De los 20 equipos de la Liga Española, 18 actúan de comparsas, en tanto los otros dos son protagonistas principales. Una trompeta lo evidenció a su manera

Nada más sonar el pitido final del partido de fútbol de la Supercopa de España, entre el Barcelona y el Athletic Club de Bilbao, uno de los jugadores del equipo ganador, el equipo bilbaíno, se dirigió a toda mecha a los vestuarios. Volvió al campo con una trompeta en la mano para celebrar con sus compañeros la alegría del triunfo. Apretó los labios sobre el metal y lanzó al espacio de la noche sevillana los sonidos más felices que puedan imaginarse. Los demás componentes del equipo siguieron el ritmo de la trompeta con la fuerza arrolladora de sus voces.

La exultante alegría se unía al haber eliminado en semifinales, cuatro días antes, al Madrid.

Esa trompeta ponía al descubierto la desigualdad de fuerzas entre los 20 equipos que se inscriben en la Primera División del fútbol español. Dieciocho de ellos asumen el rol de comparsas, en tanto dos, Madrid y Barcelona, intervienen como privilegiados protagonistas. Todo cuanto pasa en derredor de ese deporte, está fabricado para favorecer los intereses de esos dos clubes. Por su parte, cada una de las entidades consiguió poseer tesorerías excepcionales. De ahí la capacidad de los dos protagonistas para hacerse con los mejores jugadores del mercado internacional y aun de aquellos que despuntaran entre las filas de los 18 “primos” del fútbol españolito.

Esto que se cuenta ahora se ha venido gestando desde mucho tiempo atrás. Ha sido la trompeta del muchacho bilbaíno, la que lo ha actualizado. Gracias a lo cual tiene cabida la voz de un oyente, quien, en el descanso del partido Granada-Madrid de la vigente Liga, y a petición de una de las más influyentes emisoras de radio deportivas, dijo lo siguiente: “estáis retransmitiendo el partido como si el Madrid fuera la selección española y el Granada, en este caso, un equipo extranjero”.

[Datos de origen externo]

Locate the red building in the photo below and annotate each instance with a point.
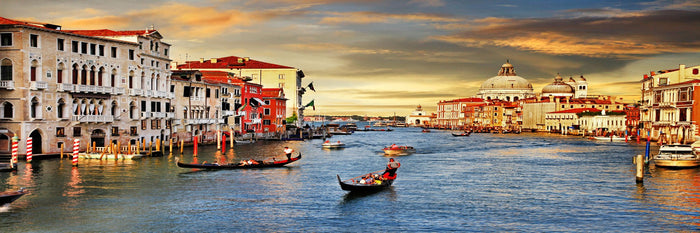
(274, 111)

Esas palabras harían sonrojar a una piedra. Esas mismas palabras las pueden hacer suyas las restantes radios de ámbito nacional. Como también encajan en la sumisa parcialidad a favor de las prepotentes turbas del madridismo y barcelonismo, por parte de la prensa deportiva española.

Con todo, existe una manera de acabar con la desproporcionalidad aludida. Bastaría con que los 18 clubes se plantaran, para decirles a los otros dos que no quieren ser cada temporada los tontos útiles de la historia del fútbol patrio, ni estar dispuestos a ayudarles a engrosar los palmarés de ambos.

Resulta improbable que se lleve a cabo algún día ese plante. Al menos la trompeta ha iniciado un sonado y no sé si estimulante aviso.